Perturbed by a deadly derailment in southwestern Ontario, longtime railway safety critic Emile Therien is calling on the federal government to step up its on-the-track oversight.

The former Canada Safety Council president asserts that Ottawa has relinquished its regulatory control to individual companies, making it more perilous to ride the rails.

"Transport Canada is no longer in the game of being a regulator," said Therien, charging that the agency effectively forfeited responsibility when the Railway Safety Act was amended 13 years ago, leaving rail companies to monitor themselves.

His words come after a Via Rail passenger train careened off the rails while approaching a switch point in Burlington, Ont. The first of the train's six cars flipped onto its side and struck a building, leaving the rest of the locomotive zigzagged across the tracks.

Two veteran engineers and a trainee were killed in the derailment, the cause of which is not yet known. Forty-six others were hurt, some suffering serious injuries.

Investigators have yet to determine what caused the derailment, an uncommon incident for passenger trains in Canada. Figures from the Transportation Safety Board show there were 1,076 train accidents in 2010, most of which involved freight trains.

Therien concedes that what happened on Feb. 26 is rare for Via Rail but says the incident highlights a systemic problem with the way Canada's railroads are monitored.

In 2001, Transport Canada began to implement Railway Safety Management Systems (SMS) regulations, an arrangement requiring rail employees to assess safety risks daily. According to the agency, the objective is to reduce deaths, injuries and infrastructure damage by creating an environment where safety is everyone's responsibility.

The rationale is that a railway employee may be able to spot a hazardous situation faster than federal inspectors, who aren't on site on a daily basis. Employees are tasked with reporting concerns, which then move up the ranks based on severity.

For its part, Transport Canada has tried to clarify that the self-policing system doesn't absolve the agency of all responsibility. According to the organization, safety audits and infrastructure inspections still occur.

"SMS is not self-regulation, and the Railway SMS Regulations do not replace any regulations, rules or standards," reads a statement on the agency's website.

The Railway Association of Canada has long defended the SMS monitoring system as a method that has made the nation's tracks safer. Via Rail, CN and Canadian Pacific are among the advocacy group's 50 some-odd members.

Conflict of interest or an efficient system?

But in Therien's eyes, the SMS guidelines have enabled Transport Canada to offload regulatory obligations onto railway companies, which he says poses a problem.

"I think it's a serious conflict of interest and a lot of people who work for the railroads have accused them of that," he said. "It essentially gives management a responsibility to monitor and manage risks."

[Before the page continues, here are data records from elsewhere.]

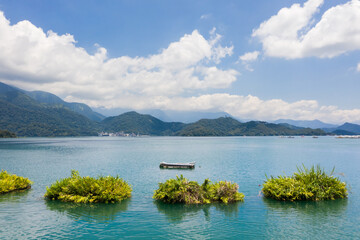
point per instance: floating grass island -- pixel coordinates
(181, 190)
(306, 185)
(89, 190)
(11, 182)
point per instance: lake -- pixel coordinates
(244, 160)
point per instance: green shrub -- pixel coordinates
(181, 190)
(307, 184)
(89, 190)
(11, 182)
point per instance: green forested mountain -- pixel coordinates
(227, 126)
(7, 134)
(53, 100)
(44, 114)
(24, 116)
(133, 122)
(350, 127)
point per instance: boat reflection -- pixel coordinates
(96, 212)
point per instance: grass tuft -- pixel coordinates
(311, 184)
(11, 182)
(181, 190)
(89, 190)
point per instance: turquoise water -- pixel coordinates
(244, 160)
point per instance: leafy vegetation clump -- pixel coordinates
(181, 190)
(89, 190)
(7, 134)
(307, 184)
(11, 182)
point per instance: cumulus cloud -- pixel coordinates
(31, 58)
(243, 107)
(249, 57)
(205, 16)
(35, 60)
(293, 33)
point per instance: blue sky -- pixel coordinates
(253, 59)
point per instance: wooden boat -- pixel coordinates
(177, 165)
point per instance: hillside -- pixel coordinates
(133, 122)
(226, 126)
(26, 117)
(350, 127)
(306, 123)
(53, 100)
(7, 134)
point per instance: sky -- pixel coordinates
(260, 60)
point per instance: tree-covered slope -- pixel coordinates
(26, 117)
(53, 100)
(7, 134)
(133, 122)
(231, 127)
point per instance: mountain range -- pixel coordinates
(38, 113)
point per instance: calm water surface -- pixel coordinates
(244, 160)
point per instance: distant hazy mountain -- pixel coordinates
(227, 126)
(350, 127)
(25, 116)
(306, 123)
(53, 100)
(44, 114)
(133, 122)
(167, 115)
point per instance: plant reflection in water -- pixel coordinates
(178, 212)
(96, 212)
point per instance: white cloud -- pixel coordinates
(205, 16)
(47, 61)
(249, 57)
(292, 33)
(243, 107)
(34, 60)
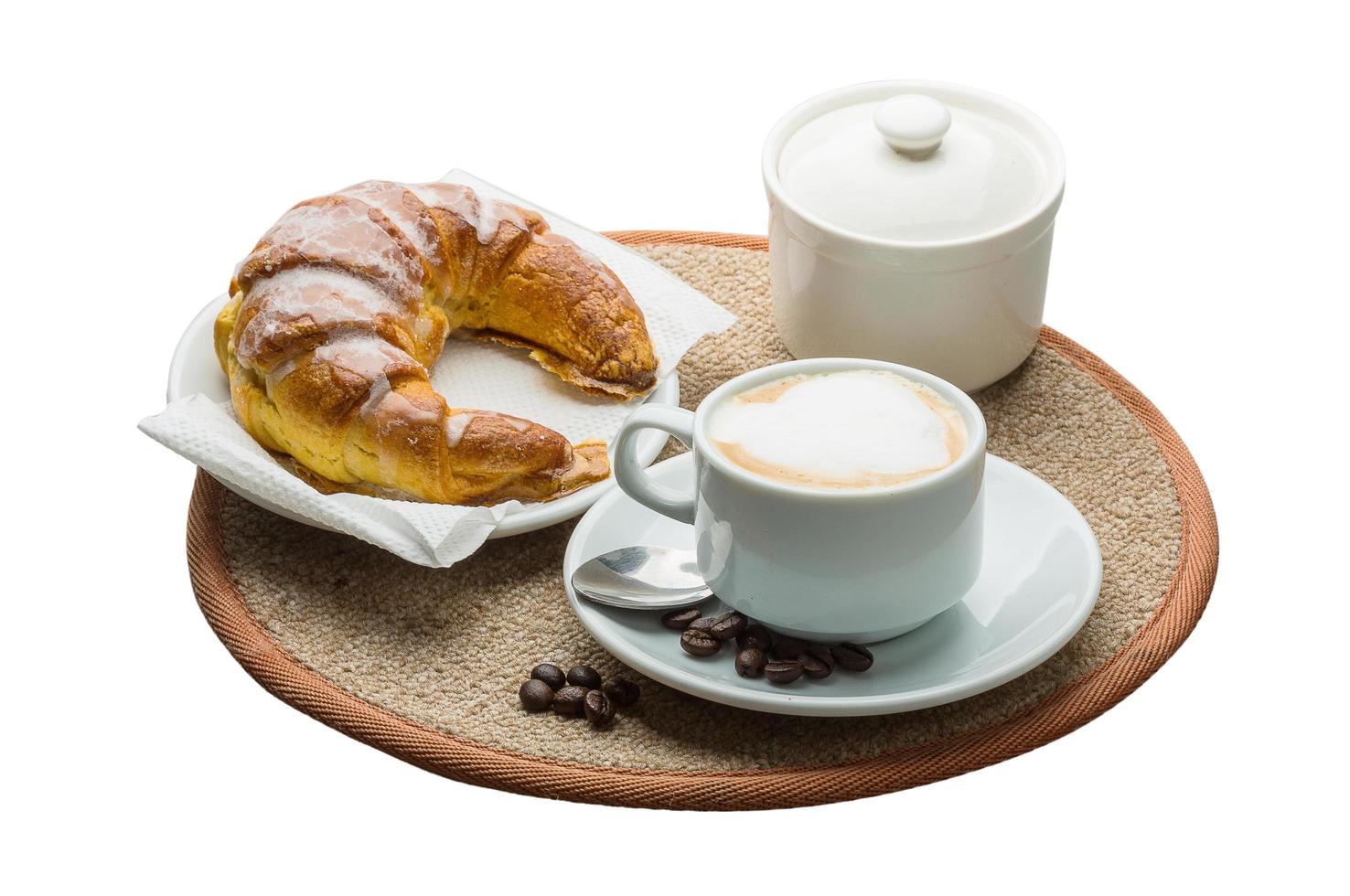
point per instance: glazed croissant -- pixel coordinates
(346, 303)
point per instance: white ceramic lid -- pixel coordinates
(921, 165)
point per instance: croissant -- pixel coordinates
(346, 303)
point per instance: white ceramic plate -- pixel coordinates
(1041, 575)
(196, 370)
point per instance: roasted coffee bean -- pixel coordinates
(749, 663)
(783, 671)
(755, 635)
(536, 695)
(788, 648)
(600, 711)
(702, 624)
(853, 657)
(700, 643)
(817, 661)
(550, 675)
(570, 700)
(680, 620)
(621, 692)
(584, 677)
(728, 625)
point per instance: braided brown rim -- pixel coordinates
(465, 760)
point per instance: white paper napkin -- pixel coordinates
(468, 374)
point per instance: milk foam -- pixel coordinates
(844, 430)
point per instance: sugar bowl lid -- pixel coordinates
(916, 162)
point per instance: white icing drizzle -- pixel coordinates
(485, 215)
(343, 234)
(363, 354)
(456, 424)
(326, 297)
(389, 197)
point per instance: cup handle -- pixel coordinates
(632, 478)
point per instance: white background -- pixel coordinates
(1200, 249)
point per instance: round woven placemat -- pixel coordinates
(424, 664)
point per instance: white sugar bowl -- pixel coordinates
(910, 221)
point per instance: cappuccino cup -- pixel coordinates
(833, 498)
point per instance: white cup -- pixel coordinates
(830, 564)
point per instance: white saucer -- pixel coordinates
(196, 370)
(1041, 575)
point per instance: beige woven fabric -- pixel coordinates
(448, 649)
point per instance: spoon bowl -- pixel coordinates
(643, 578)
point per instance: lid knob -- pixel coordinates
(913, 124)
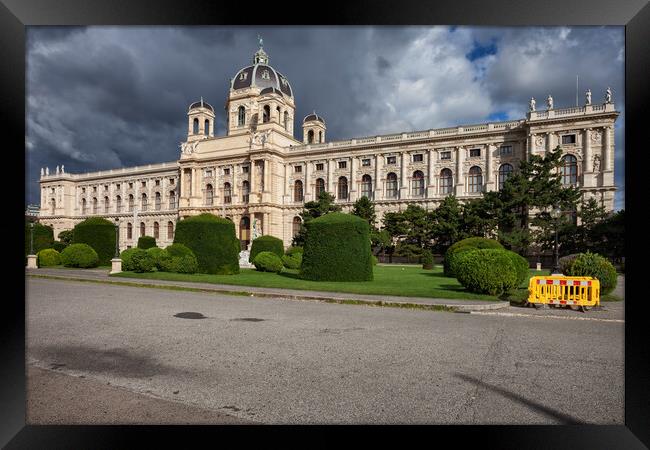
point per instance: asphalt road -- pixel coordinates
(286, 361)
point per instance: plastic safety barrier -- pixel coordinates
(561, 290)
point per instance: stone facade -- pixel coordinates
(260, 175)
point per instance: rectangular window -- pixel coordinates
(569, 139)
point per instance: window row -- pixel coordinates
(156, 230)
(144, 203)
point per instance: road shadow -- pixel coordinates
(566, 419)
(115, 361)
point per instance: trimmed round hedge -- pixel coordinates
(487, 271)
(593, 265)
(145, 242)
(463, 246)
(48, 257)
(213, 241)
(337, 248)
(79, 255)
(268, 262)
(266, 244)
(99, 233)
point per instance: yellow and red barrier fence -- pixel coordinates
(560, 290)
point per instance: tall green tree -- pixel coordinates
(324, 205)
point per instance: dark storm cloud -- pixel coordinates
(107, 97)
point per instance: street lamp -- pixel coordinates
(555, 214)
(117, 237)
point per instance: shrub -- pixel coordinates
(59, 246)
(266, 244)
(126, 257)
(427, 259)
(593, 265)
(566, 262)
(464, 245)
(337, 248)
(43, 237)
(99, 233)
(268, 262)
(141, 261)
(79, 255)
(521, 266)
(145, 242)
(178, 250)
(486, 271)
(158, 255)
(292, 261)
(213, 241)
(48, 257)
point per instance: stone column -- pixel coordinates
(353, 179)
(586, 146)
(460, 178)
(378, 188)
(488, 168)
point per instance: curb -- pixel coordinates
(341, 300)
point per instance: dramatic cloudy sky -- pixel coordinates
(108, 97)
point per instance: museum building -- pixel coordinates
(259, 175)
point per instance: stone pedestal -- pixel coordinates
(243, 260)
(116, 265)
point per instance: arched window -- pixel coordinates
(504, 172)
(475, 179)
(296, 225)
(297, 191)
(418, 183)
(245, 190)
(227, 192)
(209, 195)
(320, 186)
(446, 181)
(343, 188)
(366, 186)
(569, 170)
(391, 185)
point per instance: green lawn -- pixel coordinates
(400, 281)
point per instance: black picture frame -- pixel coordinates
(15, 15)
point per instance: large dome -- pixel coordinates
(261, 75)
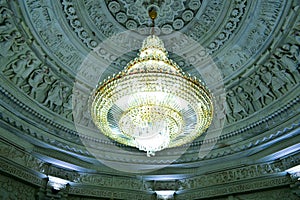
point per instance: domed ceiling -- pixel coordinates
(53, 53)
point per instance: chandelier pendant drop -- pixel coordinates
(152, 105)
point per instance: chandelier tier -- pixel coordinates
(152, 105)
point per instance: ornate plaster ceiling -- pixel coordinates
(255, 46)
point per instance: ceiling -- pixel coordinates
(53, 53)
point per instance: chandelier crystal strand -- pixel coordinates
(152, 105)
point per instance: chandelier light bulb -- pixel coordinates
(152, 105)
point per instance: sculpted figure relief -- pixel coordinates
(39, 81)
(237, 109)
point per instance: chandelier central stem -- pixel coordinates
(152, 14)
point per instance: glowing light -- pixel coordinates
(152, 104)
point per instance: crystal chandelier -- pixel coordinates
(152, 104)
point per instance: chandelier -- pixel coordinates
(152, 104)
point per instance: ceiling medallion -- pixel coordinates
(152, 104)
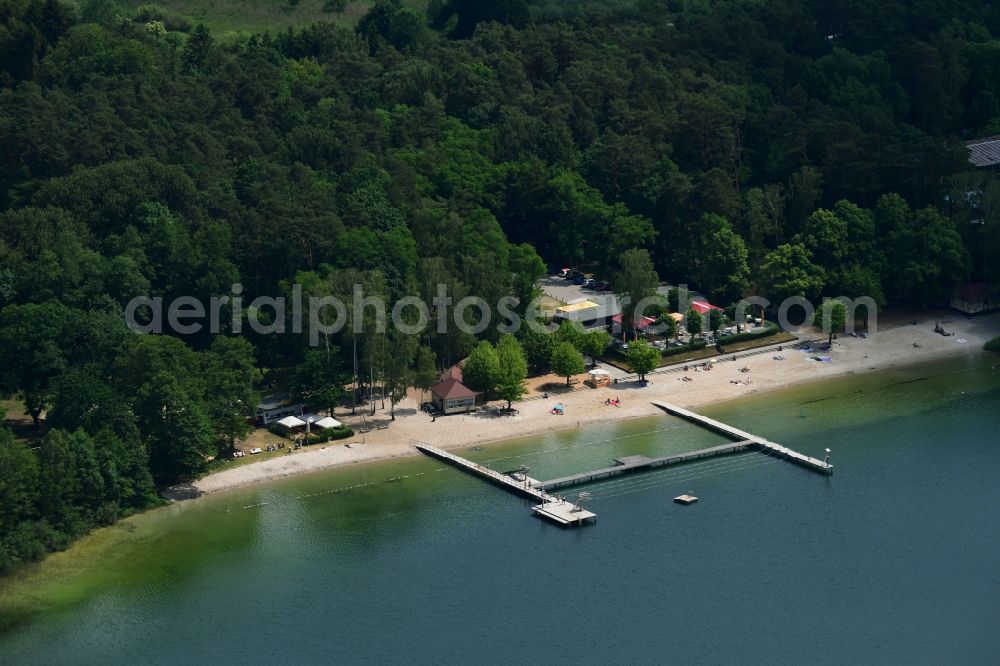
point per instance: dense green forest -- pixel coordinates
(788, 147)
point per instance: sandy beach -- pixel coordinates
(896, 344)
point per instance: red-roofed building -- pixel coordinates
(973, 299)
(450, 395)
(703, 307)
(454, 372)
(641, 325)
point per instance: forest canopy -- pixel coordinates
(791, 147)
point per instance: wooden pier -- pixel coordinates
(743, 437)
(556, 509)
(630, 464)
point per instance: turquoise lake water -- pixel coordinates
(893, 559)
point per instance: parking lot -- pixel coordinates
(565, 291)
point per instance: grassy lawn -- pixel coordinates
(19, 422)
(229, 17)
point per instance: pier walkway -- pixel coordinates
(555, 509)
(767, 446)
(629, 464)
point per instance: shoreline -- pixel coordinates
(893, 347)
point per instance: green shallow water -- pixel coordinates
(892, 559)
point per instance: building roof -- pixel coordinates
(576, 307)
(646, 322)
(703, 307)
(452, 389)
(275, 401)
(974, 293)
(454, 372)
(984, 152)
(599, 307)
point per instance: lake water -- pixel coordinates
(893, 559)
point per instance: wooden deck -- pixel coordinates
(631, 464)
(555, 509)
(743, 436)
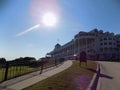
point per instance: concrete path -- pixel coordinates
(30, 79)
(109, 76)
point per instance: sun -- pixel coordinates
(49, 19)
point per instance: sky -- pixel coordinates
(22, 32)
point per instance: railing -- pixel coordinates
(12, 69)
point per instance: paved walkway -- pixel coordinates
(32, 78)
(110, 76)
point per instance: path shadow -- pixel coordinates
(98, 75)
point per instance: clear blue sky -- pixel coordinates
(74, 16)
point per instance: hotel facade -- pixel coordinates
(97, 44)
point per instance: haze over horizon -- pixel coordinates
(22, 32)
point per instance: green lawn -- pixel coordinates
(73, 78)
(15, 71)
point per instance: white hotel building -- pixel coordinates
(97, 44)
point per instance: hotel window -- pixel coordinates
(105, 38)
(101, 43)
(110, 38)
(110, 43)
(101, 39)
(101, 49)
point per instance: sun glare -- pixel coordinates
(49, 19)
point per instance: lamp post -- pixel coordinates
(74, 50)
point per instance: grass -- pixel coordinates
(73, 78)
(15, 71)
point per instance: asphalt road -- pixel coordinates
(110, 76)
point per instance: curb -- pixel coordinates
(93, 85)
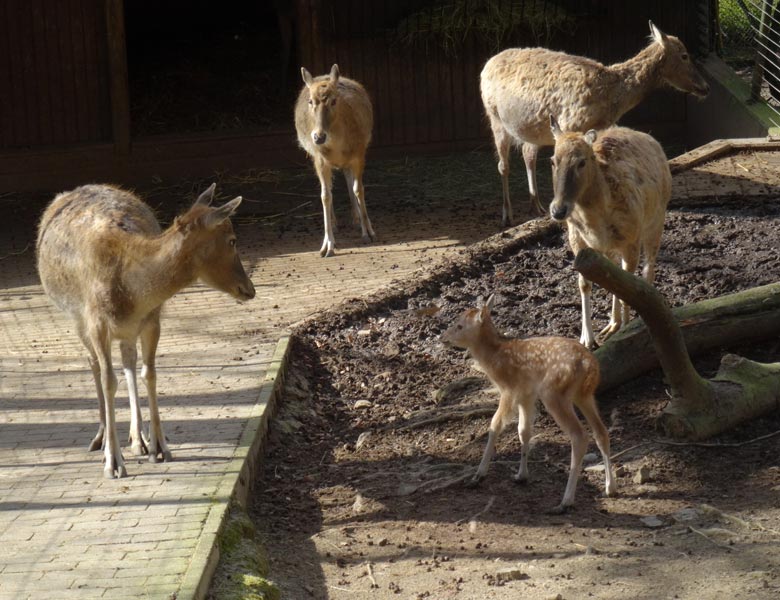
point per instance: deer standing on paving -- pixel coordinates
(522, 87)
(333, 119)
(103, 260)
(612, 189)
(558, 371)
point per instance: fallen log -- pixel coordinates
(699, 408)
(749, 316)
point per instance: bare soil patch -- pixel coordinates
(347, 500)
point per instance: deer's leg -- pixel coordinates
(150, 335)
(562, 410)
(589, 410)
(530, 151)
(621, 311)
(587, 339)
(354, 204)
(138, 446)
(496, 427)
(325, 174)
(525, 426)
(354, 177)
(503, 143)
(101, 343)
(98, 442)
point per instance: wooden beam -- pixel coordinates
(117, 76)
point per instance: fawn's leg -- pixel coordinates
(525, 424)
(561, 409)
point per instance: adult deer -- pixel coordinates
(103, 260)
(522, 87)
(333, 119)
(612, 189)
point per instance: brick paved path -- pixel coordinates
(67, 532)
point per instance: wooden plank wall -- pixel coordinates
(425, 95)
(53, 73)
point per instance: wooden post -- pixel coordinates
(117, 75)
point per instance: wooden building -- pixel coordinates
(124, 91)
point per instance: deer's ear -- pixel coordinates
(306, 76)
(207, 196)
(216, 216)
(658, 35)
(490, 301)
(555, 128)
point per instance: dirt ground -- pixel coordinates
(353, 501)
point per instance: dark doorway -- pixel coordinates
(200, 66)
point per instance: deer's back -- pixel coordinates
(551, 364)
(524, 86)
(83, 240)
(351, 123)
(636, 172)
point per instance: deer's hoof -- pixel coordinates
(115, 472)
(473, 482)
(558, 510)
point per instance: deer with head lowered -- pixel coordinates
(558, 371)
(521, 87)
(103, 260)
(611, 188)
(333, 119)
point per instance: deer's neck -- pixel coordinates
(591, 211)
(637, 77)
(159, 268)
(486, 350)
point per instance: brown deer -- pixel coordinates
(522, 87)
(612, 189)
(558, 371)
(333, 119)
(103, 260)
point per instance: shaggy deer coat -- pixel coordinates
(103, 260)
(522, 87)
(612, 189)
(333, 119)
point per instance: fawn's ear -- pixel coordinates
(306, 76)
(658, 35)
(207, 196)
(555, 128)
(216, 216)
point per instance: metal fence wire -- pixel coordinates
(749, 40)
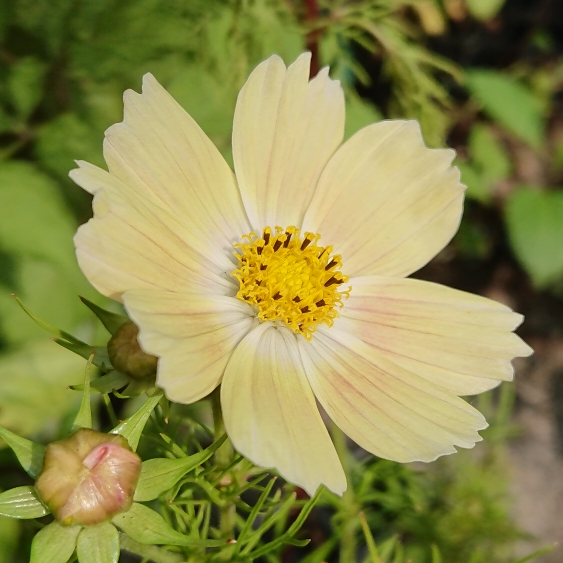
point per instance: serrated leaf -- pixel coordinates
(149, 528)
(22, 502)
(29, 454)
(83, 417)
(98, 544)
(160, 475)
(535, 228)
(509, 103)
(106, 383)
(112, 321)
(54, 544)
(132, 428)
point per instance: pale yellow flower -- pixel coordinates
(279, 316)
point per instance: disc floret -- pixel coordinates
(288, 277)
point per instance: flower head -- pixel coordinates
(88, 478)
(288, 281)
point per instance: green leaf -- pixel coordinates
(107, 383)
(29, 454)
(372, 548)
(535, 554)
(101, 357)
(112, 321)
(132, 428)
(488, 154)
(477, 187)
(84, 416)
(149, 528)
(25, 84)
(484, 9)
(510, 103)
(160, 475)
(22, 502)
(54, 544)
(66, 138)
(535, 228)
(34, 394)
(98, 544)
(359, 114)
(49, 328)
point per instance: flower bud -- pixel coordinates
(88, 478)
(126, 355)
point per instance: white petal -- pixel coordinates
(459, 341)
(270, 412)
(285, 130)
(384, 408)
(194, 336)
(160, 153)
(386, 202)
(134, 243)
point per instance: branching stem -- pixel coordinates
(223, 457)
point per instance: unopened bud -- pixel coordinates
(88, 478)
(126, 355)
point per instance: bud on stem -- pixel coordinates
(88, 478)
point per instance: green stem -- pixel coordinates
(349, 509)
(150, 552)
(223, 456)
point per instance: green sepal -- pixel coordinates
(29, 454)
(101, 358)
(98, 544)
(106, 383)
(132, 428)
(22, 502)
(49, 328)
(135, 388)
(149, 528)
(160, 475)
(112, 321)
(54, 544)
(84, 416)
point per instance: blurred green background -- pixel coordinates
(483, 76)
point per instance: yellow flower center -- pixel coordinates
(290, 278)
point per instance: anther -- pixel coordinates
(288, 237)
(332, 281)
(308, 240)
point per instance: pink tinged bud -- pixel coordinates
(88, 478)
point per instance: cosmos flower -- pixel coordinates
(287, 283)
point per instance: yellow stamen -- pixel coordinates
(287, 277)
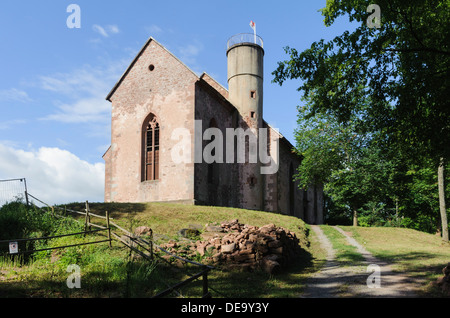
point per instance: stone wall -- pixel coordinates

When it ran off the rails, commuter train 92 was travelling on tracks owned by Canadian National Railway. Earlier this week, CN said the tracks had been inspected on the morning of the derailment and no issues were discovered.

Therien asserts that federal inspectors should be the ones combing the tracks regularly for problems. He argues that the agency's standards may be more rigorous.

"The risk threshold set by (companies) may not always be as demanding as the one set by Transport Canada," he said in a phone interview from Ottawa.

Company employees, however, are tasked with carrying out standards established by Transport Canada in the Railway Safety Act. The SMS guidelines also require companies to submit "documented systems and procedures" to Transport Canada so the agency can monitor performance and progress.

Still, Therien said he'd prefer to see Transport Canada reassume some of the duties it had before SMS came into place. That means more inspectors and regular spot audits.

"They've got to get back in the regulatory game," he said. "We're not asking for the world here, we're asking for common sense."

According to the TSB, Canada saw 81 rail fatalities in 2010. However, most of those involved people trespassing on tracks and not faulty infrastructure.

The last Canadian passenger train derailment in recent memory happened near Quebec City in 2010 when a train travelling to Halifax from Montreal jumped the tracks and struck a house. Seven people were injured in the incident.

Raynald Marchand, current general manager of the Canada Safety Council, said he believes that the SMS guidelines have made it safer to ride the rails.

"Before, the employee didn't report a problem even though the employee knew," he said. "It was up to the inspector to figure it out if he went by and noticed it."

According to Marchand, more potential safety hazards have been reported and documented since the SMS regulations came into force. For him, it's a positive development that he doesn't want to see reversed.

"There is a responsibility on the employee to report and then it moves up the line. That has to be in place," he said.

In terms of what can be done to further railway safety in Canada, Marchand suggests companies continue to invest money in improving infrastructure. He said this is particularly important for lines that are frequented often by freight trains, which are heavier than commuter locomotives and tend to damage the tracks quicker.

Meanwhile, an investigation is underway into what happened to train 92 in Burlington. Via Rail is working with the Transportation Safety Board and Transport Canada to determine what went wrong.